Schema "inheritance" in Ecto

lud · November 2, 2024, 11:12am

I have a good use case currently with ecto schemas: I need to extend one schema with vectors (text embeddings) fields that I do not want to interact with using the regular schema. And I do not want to repeat all the regular fields and primary key / timestamp type attributes on the extended schema.

josevalim · November 2, 2024, 11:44am

I am afraid Ecto schemas muddies the water: since they define structs, do you want to copy all struct fields? What about the database? Are you going to copy the database table structures as well?

@dimitarvp mentioned the XY problem before. You should describe the problem and outline the different solutions you have considered. Perhaps extension does achieve the best trade-offs. But I am afraid a paragraph describing a possible use case is not enough context.

lud · November 2, 2024, 6:01pm

This is what I meant by schema inheritance:

defmodule MyApp.MySchema do
  import Ecto.Changeset
  use Ecto.Schema

  @primary_key {:id, :binary_id, autogenerate: true}
  @timestamps_opts [type: :utc_datetime_usec]
  schema "my_table" do
    field :name, :string
    field :age, :integer
    # ...
    # ...
    # lots of fields

    timestamps()  
  end
end

defmodule MyApp.MySchemaWithEmbeddings do
  import Ecto.Changeset
  use Ecto.Schema

  schema "my_table" do
    copy_all_fields_from MyApp.MySchema

    field :some_embedding_1, Pgvector.Ecto.Vector
    field :some_embedding_2, Pgvector.Ecto.Vector
    field :some_embedding_3, Pgvector.Ecto.Vector
    field :some_float_1, :float
    field :some_float_2, :float
    field :some_float_3, :float
  end
end

Basically the base schema is used often, and most fields are useful so we just select all of them like from(s in MySchema).
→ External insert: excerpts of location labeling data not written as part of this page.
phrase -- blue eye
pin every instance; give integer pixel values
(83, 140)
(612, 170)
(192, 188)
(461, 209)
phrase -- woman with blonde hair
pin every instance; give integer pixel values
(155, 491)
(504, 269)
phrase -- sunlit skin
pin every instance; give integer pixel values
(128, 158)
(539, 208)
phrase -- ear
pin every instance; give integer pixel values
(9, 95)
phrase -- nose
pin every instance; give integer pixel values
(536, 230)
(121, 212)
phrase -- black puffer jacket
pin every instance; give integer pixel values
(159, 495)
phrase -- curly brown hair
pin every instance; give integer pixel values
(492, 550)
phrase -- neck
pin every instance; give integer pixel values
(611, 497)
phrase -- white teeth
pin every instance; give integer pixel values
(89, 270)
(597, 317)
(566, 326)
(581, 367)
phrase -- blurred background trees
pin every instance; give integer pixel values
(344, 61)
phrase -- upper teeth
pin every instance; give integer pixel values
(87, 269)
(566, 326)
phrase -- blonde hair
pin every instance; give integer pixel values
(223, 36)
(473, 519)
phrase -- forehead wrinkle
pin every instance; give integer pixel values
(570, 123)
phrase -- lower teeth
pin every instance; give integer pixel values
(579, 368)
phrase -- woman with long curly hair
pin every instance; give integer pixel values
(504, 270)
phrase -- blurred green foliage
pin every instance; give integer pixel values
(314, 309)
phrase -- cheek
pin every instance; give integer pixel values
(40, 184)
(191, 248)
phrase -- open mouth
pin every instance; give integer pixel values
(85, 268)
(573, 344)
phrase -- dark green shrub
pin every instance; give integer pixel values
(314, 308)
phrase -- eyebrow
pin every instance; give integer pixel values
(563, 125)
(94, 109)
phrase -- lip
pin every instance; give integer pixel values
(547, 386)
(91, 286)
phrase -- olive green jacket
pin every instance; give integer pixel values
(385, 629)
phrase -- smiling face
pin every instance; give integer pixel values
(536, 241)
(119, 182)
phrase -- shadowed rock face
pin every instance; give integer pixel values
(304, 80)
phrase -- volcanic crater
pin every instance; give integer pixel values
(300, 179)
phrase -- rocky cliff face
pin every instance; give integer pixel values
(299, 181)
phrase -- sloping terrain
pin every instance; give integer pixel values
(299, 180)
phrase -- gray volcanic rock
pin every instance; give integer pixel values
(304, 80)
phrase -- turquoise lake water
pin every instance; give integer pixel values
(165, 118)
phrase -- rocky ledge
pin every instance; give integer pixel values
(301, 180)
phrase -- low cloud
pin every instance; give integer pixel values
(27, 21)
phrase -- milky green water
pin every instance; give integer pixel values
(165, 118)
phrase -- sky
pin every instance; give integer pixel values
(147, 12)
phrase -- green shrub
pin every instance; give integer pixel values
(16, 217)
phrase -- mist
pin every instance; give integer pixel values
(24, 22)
But when working with embeddings that are vectors of 512 floats, we may not want to select all that data all the time, and do related stuff in the changeset function, etc.

So having a schema that extends another one could be useful, so we can work with the embeddings and related data only when needed, which is just a small feature of the app.

Now I guess writing that copy_all_fields_from macro will not be hard, and I do not mind copying @primary_key or @timestamps_opts attributes. But maybe having a extend_schema instead of the schema macro could be nice.

josevalim · November 2, 2024, 6:09pm

Thanks for the context. I think this is a separate discussion as, opposite to inheritance which inherits data and behaviour, you just want to have the same schema fields. For this reason, I moved to a separate thread.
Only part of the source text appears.